(revised – August 2021)
The genus Protacanthamoeba was first described by Page (1981) on the basis of microscopic analysis of morphology. (See Figures to left from Page, 1981; upper figure is of Protacanthamoeba caledonica trophozoite; lower figure is of cysts from same isolate).
In his description, the genus Protacanthamoeba included the type-species P. caledonica, for which strain 229 was isolated from salt water of the Morar estuary in western Scotland.
Page found that Protacanthamoeba differed from Acanthamoeba in the structure of the cyst. He noted that although the amoebae he isolated had a trophic form very much like that of Acanthamoeba, the cyst was without the opercula and preformed points of excystment characteristic of Acanthamoeba. In the locomotive form the amoebae was essentially indistinguishable from Acanthamoeba.
Isolates attributed to Protacanthamoeba were only rarely reported following the formal description by Page. This has changed slightly following the application of molecular approaches to identify isolates. Nevertheless, isolates of Protacanthamoeba are more rarely reported than most of the other FLA considered on this site.
MOLECULAR STUDIES OF PROTACANTHAMOEBA
The first sequence of Protacanthamoeba, representing the newly described species P. bohemica, was produced by Vykova et al. in 2005. This is the only sequence attributed directly to Protacanthamoeba that can be considered to be complete or nearly complete, with a length of 2028 bp. (The next longest sequence is an unpublished partial sequence of the P. caledonica Page isolate (CCAP 1567/1; ATCC 30976) that our lab at OSU has obtained, that differs from P. bohemica by 1.4%.) Although slightly longer than the “normal” eukaryotic nuclear small subunit (18S) rRNA gene, the sequence of Protacanthamoeba differs from those found in isolates of Acanthamoeba by the lack of the hypervariable expansion regions of the gene that characterize the 18S rRNA gene of all acanthamoebae. As of July 2018, 34 sequences of the 18S rRNA gene had been deposited (or were available to us) under the generic name “Protacanthamoeba”
In addition to these sequences, 31 other sequences exist in the DNA databases that we attribute to taxa within the general description of Protacanthamoeba. Our criterion for attributing a sequence to Protacanthamoeba is that sequence similarity is greater than 91% to either the P. bohemica or P. caledonica sequences. This compares to a general sequence similarity of ~85% to sequences from isolates of Acanthamoeba. All but one of the 20 additional sequences are less than 1000 bp in length. The uncultured eukaryote gene clone AD_Mclone16 shows 92% sequence similarity to the sequence of P. bohemica, and 93% similar to the OSU sequence of P. caledonica. (P. bohemica and P. caledonica were found to be 98% similar).

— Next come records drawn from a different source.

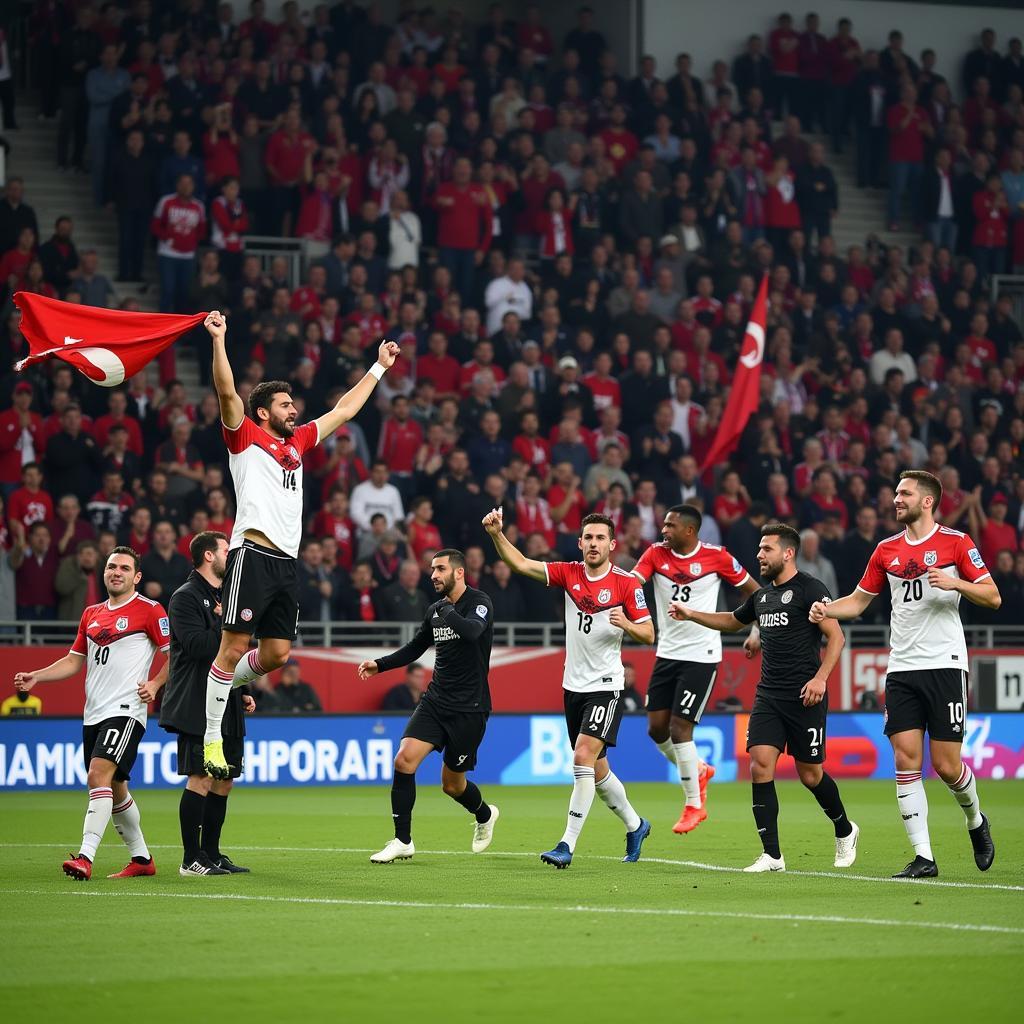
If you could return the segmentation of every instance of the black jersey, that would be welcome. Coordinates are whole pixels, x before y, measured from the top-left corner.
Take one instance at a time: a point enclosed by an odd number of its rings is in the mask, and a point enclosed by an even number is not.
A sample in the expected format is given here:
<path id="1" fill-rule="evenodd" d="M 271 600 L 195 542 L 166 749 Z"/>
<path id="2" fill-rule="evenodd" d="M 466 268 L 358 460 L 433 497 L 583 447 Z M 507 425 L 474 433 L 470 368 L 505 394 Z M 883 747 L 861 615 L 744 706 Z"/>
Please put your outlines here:
<path id="1" fill-rule="evenodd" d="M 808 620 L 815 601 L 830 601 L 820 580 L 798 572 L 792 580 L 755 591 L 733 614 L 761 630 L 761 691 L 797 699 L 821 666 L 821 629 Z"/>
<path id="2" fill-rule="evenodd" d="M 381 672 L 401 668 L 433 644 L 434 674 L 423 699 L 446 711 L 489 712 L 494 620 L 490 598 L 467 587 L 455 604 L 446 599 L 432 604 L 416 636 L 400 650 L 377 658 L 377 668 Z"/>

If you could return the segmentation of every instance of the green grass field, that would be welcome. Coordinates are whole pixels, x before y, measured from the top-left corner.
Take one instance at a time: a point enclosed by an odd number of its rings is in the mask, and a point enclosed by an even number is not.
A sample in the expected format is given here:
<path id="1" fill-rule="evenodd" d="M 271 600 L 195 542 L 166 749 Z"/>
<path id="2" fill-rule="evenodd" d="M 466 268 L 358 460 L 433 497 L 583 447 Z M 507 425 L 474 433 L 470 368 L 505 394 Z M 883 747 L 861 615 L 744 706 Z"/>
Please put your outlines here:
<path id="1" fill-rule="evenodd" d="M 424 772 L 432 778 L 432 772 Z M 790 870 L 744 876 L 759 844 L 745 783 L 713 784 L 710 818 L 671 826 L 678 791 L 630 786 L 654 830 L 624 864 L 600 802 L 565 871 L 541 864 L 568 787 L 484 791 L 502 811 L 490 851 L 421 781 L 416 859 L 368 862 L 390 836 L 387 790 L 252 790 L 231 797 L 223 849 L 250 876 L 177 873 L 177 800 L 139 792 L 159 873 L 60 872 L 84 795 L 0 797 L 5 1021 L 698 1022 L 1018 1020 L 1024 954 L 1024 782 L 981 782 L 997 853 L 974 865 L 963 815 L 928 784 L 935 882 L 892 883 L 909 859 L 893 785 L 842 785 L 860 855 L 833 867 L 812 798 L 779 783 Z"/>

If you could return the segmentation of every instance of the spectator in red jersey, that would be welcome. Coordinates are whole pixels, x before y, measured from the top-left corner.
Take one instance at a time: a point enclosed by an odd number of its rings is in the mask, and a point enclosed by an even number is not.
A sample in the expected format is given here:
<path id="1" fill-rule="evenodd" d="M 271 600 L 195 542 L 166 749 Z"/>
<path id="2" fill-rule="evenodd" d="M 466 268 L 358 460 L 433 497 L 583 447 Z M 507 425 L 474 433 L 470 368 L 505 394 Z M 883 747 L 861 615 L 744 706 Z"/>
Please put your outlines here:
<path id="1" fill-rule="evenodd" d="M 35 522 L 28 535 L 22 527 L 12 532 L 10 566 L 15 572 L 17 617 L 29 622 L 52 621 L 56 618 L 60 559 L 56 546 L 51 543 L 50 528 L 45 522 Z"/>
<path id="2" fill-rule="evenodd" d="M 44 451 L 43 418 L 32 411 L 33 387 L 14 385 L 11 408 L 0 413 L 0 490 L 5 496 L 18 485 L 22 469 Z"/>
<path id="3" fill-rule="evenodd" d="M 889 230 L 899 229 L 903 193 L 910 197 L 911 220 L 920 219 L 919 191 L 925 167 L 925 139 L 935 135 L 924 108 L 918 105 L 918 90 L 909 82 L 900 89 L 900 101 L 886 115 L 889 129 Z"/>
<path id="4" fill-rule="evenodd" d="M 973 209 L 972 253 L 978 275 L 985 282 L 990 274 L 1004 273 L 1007 268 L 1010 204 L 997 171 L 990 172 L 985 187 L 974 194 Z"/>

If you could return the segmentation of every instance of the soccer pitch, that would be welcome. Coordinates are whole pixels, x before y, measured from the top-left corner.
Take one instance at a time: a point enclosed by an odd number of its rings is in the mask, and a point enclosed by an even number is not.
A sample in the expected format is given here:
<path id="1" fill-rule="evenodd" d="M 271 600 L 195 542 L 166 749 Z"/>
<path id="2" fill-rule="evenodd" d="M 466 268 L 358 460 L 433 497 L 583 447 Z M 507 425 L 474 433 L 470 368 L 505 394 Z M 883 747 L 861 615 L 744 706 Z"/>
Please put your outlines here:
<path id="1" fill-rule="evenodd" d="M 979 783 L 996 843 L 984 874 L 929 782 L 941 876 L 895 883 L 910 853 L 892 783 L 841 782 L 861 826 L 847 872 L 796 782 L 779 783 L 785 874 L 736 870 L 760 852 L 746 783 L 713 783 L 688 837 L 672 834 L 678 790 L 629 786 L 654 825 L 638 864 L 595 802 L 557 871 L 538 853 L 567 786 L 484 787 L 502 817 L 474 856 L 472 819 L 428 764 L 416 858 L 381 867 L 368 856 L 390 838 L 386 787 L 239 787 L 222 848 L 253 873 L 207 879 L 177 873 L 178 793 L 139 791 L 159 873 L 106 880 L 128 859 L 112 825 L 89 883 L 60 872 L 84 793 L 0 797 L 4 1020 L 1019 1019 L 1022 781 Z"/>

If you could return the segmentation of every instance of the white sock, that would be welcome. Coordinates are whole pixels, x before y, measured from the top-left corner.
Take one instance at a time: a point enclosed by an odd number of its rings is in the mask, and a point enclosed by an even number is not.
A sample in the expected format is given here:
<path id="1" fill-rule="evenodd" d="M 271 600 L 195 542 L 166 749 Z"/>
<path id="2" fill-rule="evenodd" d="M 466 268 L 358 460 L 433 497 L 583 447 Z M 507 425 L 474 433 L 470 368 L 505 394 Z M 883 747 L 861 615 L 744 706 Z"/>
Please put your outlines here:
<path id="1" fill-rule="evenodd" d="M 968 765 L 962 766 L 961 777 L 949 786 L 949 792 L 961 805 L 968 828 L 977 828 L 981 824 L 981 804 L 978 802 L 978 783 Z"/>
<path id="2" fill-rule="evenodd" d="M 138 804 L 132 800 L 130 793 L 125 795 L 123 804 L 114 808 L 114 827 L 125 841 L 131 856 L 150 859 L 150 848 L 142 835 L 142 817 L 138 813 Z"/>
<path id="3" fill-rule="evenodd" d="M 241 665 L 241 660 L 239 663 Z M 227 695 L 231 692 L 231 677 L 216 665 L 210 666 L 206 677 L 206 734 L 203 742 L 212 743 L 222 738 L 220 723 L 227 710 Z"/>
<path id="4" fill-rule="evenodd" d="M 665 757 L 665 760 L 669 762 L 670 765 L 676 764 L 676 748 L 671 739 L 663 739 L 662 742 L 654 744 Z"/>
<path id="5" fill-rule="evenodd" d="M 266 669 L 260 665 L 259 648 L 253 647 L 239 658 L 239 664 L 234 666 L 234 675 L 231 676 L 232 686 L 246 686 L 254 679 L 266 675 Z"/>
<path id="6" fill-rule="evenodd" d="M 82 847 L 80 852 L 89 860 L 96 859 L 96 850 L 103 840 L 103 833 L 111 823 L 114 810 L 114 791 L 110 786 L 97 786 L 89 791 L 89 809 L 85 812 L 82 826 Z"/>
<path id="7" fill-rule="evenodd" d="M 626 786 L 610 768 L 595 788 L 604 806 L 623 819 L 627 831 L 636 831 L 640 827 L 640 815 L 633 810 L 630 798 L 626 796 Z"/>
<path id="8" fill-rule="evenodd" d="M 572 766 L 572 796 L 569 797 L 569 816 L 565 822 L 565 834 L 561 842 L 567 843 L 569 850 L 575 850 L 575 841 L 583 831 L 584 822 L 594 803 L 594 769 L 586 765 Z"/>
<path id="9" fill-rule="evenodd" d="M 920 771 L 896 772 L 896 803 L 913 852 L 926 860 L 935 860 L 928 835 L 928 797 Z"/>
<path id="10" fill-rule="evenodd" d="M 685 743 L 673 743 L 676 752 L 676 764 L 679 765 L 679 784 L 686 794 L 687 807 L 700 806 L 700 757 L 697 744 L 692 739 Z"/>

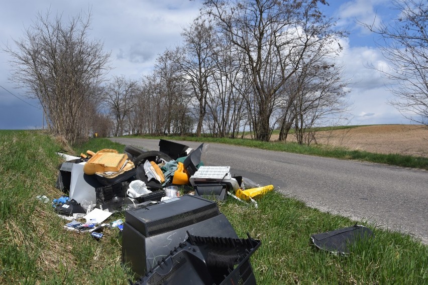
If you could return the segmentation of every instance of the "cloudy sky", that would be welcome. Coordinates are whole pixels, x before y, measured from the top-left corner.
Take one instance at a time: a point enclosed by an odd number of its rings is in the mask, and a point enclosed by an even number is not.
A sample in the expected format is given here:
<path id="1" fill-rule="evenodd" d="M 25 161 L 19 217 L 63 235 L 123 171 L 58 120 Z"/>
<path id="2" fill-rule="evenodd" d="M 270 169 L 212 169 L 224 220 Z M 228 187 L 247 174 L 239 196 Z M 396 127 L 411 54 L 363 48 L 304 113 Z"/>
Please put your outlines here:
<path id="1" fill-rule="evenodd" d="M 351 124 L 409 123 L 386 103 L 391 94 L 388 82 L 375 70 L 366 67 L 386 65 L 374 40 L 376 37 L 356 24 L 394 18 L 389 0 L 331 0 L 326 15 L 340 18 L 340 27 L 351 33 L 344 40 L 339 60 L 345 76 L 352 80 L 350 101 L 353 103 Z M 0 45 L 12 45 L 35 19 L 37 12 L 50 9 L 63 17 L 91 10 L 90 36 L 102 40 L 112 53 L 115 68 L 110 76 L 124 75 L 139 79 L 150 72 L 158 55 L 180 43 L 180 33 L 198 14 L 200 0 L 0 0 Z M 376 16 L 376 17 L 375 17 Z M 25 90 L 10 82 L 6 53 L 0 51 L 0 129 L 40 127 L 42 111 L 37 101 L 25 96 Z M 11 94 L 12 93 L 12 94 Z"/>

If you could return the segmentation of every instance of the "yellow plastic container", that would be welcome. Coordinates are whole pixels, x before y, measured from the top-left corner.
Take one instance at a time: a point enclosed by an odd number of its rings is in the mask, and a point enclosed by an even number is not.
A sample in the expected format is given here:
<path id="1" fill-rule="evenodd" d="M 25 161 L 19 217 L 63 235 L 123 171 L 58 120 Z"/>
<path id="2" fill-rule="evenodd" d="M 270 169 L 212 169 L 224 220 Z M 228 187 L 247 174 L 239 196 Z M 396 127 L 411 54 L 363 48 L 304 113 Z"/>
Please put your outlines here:
<path id="1" fill-rule="evenodd" d="M 172 178 L 172 184 L 177 185 L 184 185 L 189 183 L 189 176 L 184 169 L 183 163 L 179 162 L 177 166 L 177 170 L 174 173 Z"/>
<path id="2" fill-rule="evenodd" d="M 253 198 L 256 196 L 264 195 L 267 192 L 272 191 L 273 188 L 273 185 L 267 185 L 262 187 L 247 189 L 246 190 L 238 189 L 235 192 L 235 195 L 240 199 L 249 200 L 250 198 Z"/>

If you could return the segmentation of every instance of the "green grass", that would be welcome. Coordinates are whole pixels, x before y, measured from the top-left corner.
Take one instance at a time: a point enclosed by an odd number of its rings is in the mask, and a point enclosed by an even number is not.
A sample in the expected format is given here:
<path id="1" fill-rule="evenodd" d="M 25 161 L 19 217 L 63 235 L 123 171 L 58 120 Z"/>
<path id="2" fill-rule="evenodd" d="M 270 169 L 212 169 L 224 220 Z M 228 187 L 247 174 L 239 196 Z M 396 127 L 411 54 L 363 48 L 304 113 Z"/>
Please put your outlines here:
<path id="1" fill-rule="evenodd" d="M 260 141 L 250 139 L 216 138 L 195 136 L 136 136 L 128 137 L 145 138 L 164 138 L 178 140 L 217 143 L 235 146 L 254 148 L 262 150 L 285 152 L 294 154 L 309 155 L 340 159 L 355 160 L 360 161 L 381 163 L 389 165 L 419 168 L 428 170 L 428 158 L 422 157 L 403 156 L 399 154 L 376 154 L 363 151 L 350 150 L 346 148 L 332 147 L 322 145 L 307 146 L 296 143 L 281 143 L 279 141 Z"/>
<path id="2" fill-rule="evenodd" d="M 70 154 L 123 148 L 98 138 Z M 104 229 L 99 241 L 67 231 L 50 204 L 35 198 L 62 194 L 54 186 L 60 162 L 55 153 L 63 148 L 41 132 L 0 131 L 0 283 L 127 284 L 132 277 L 121 264 L 117 230 Z M 257 202 L 257 209 L 231 198 L 219 206 L 240 237 L 248 232 L 262 241 L 251 258 L 258 284 L 428 283 L 428 246 L 408 235 L 366 225 L 375 238 L 356 245 L 349 256 L 335 256 L 313 246 L 310 234 L 354 221 L 275 191 Z"/>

The distribution of sequence lengths for the sequences as of January 2018 is shown in the accompanying figure.
Examination of the sequence similarities among the 65 available sequences that we attribute to Protoacanthamoeba suggests that the genus may represent a fairly diverse group of isolates. How much species structure exists in the genus is unclear, although there is a suggestion of at least two or three differentiated subgroups.
Careful phylogenetic analysis is difficult for several reasons. First, analysis is restricted by the shorter length of the incomplete sequences for isolates of Protacanthamoeba (compared to almost complete sequences from Acanthamoeba or Vermamoeba). Second, because of small size and different approaches to obtain sequences of Protacanthamoeba, there is a lack of major overlap between all sequences. In fact, there is only a single 314 base region in which 39 of the 65 sequences overlap. There is no segment shared by all of the sequences. Construction of a phylogenetic tree relating the isolates is difficult because of the lack of sufficient overlap of sequences. Comparisons of pairwise sequence differences yields values in the range 0 – 0.084. More than half of pairwise comparisons yield sequence differences that are less than 1%, while only 13% of the pairwise comparisons yield sequence differences that exceed 7%.
ISOLATES IDENTIFIED IN ENVIRONMENTAL SCREENS
Of the 65 DNA sequences attributed to Protacanthamoeba that are represented in the figure above, 30 are identified in the DNA databases as uncultured eukaryotic sequences (46%), a frequency much greater than seen for Acanthamoeba, Balamuthia or Naegleria, but a lower frequency than was seen for Vermamoeba. Nonetheless, the overall frequency with which sequences attributed to Protacanthamoeba are observed in random environmental studies is low.
Additional Protacanthamoeba sequences are appearing in large environmental surveys based on new NextGen sequencing methods and deposited in the databases as Sequence Read Archives (SRA). As we screen the data of SRA’s we will report and add this data to our information about Protacanthameoba.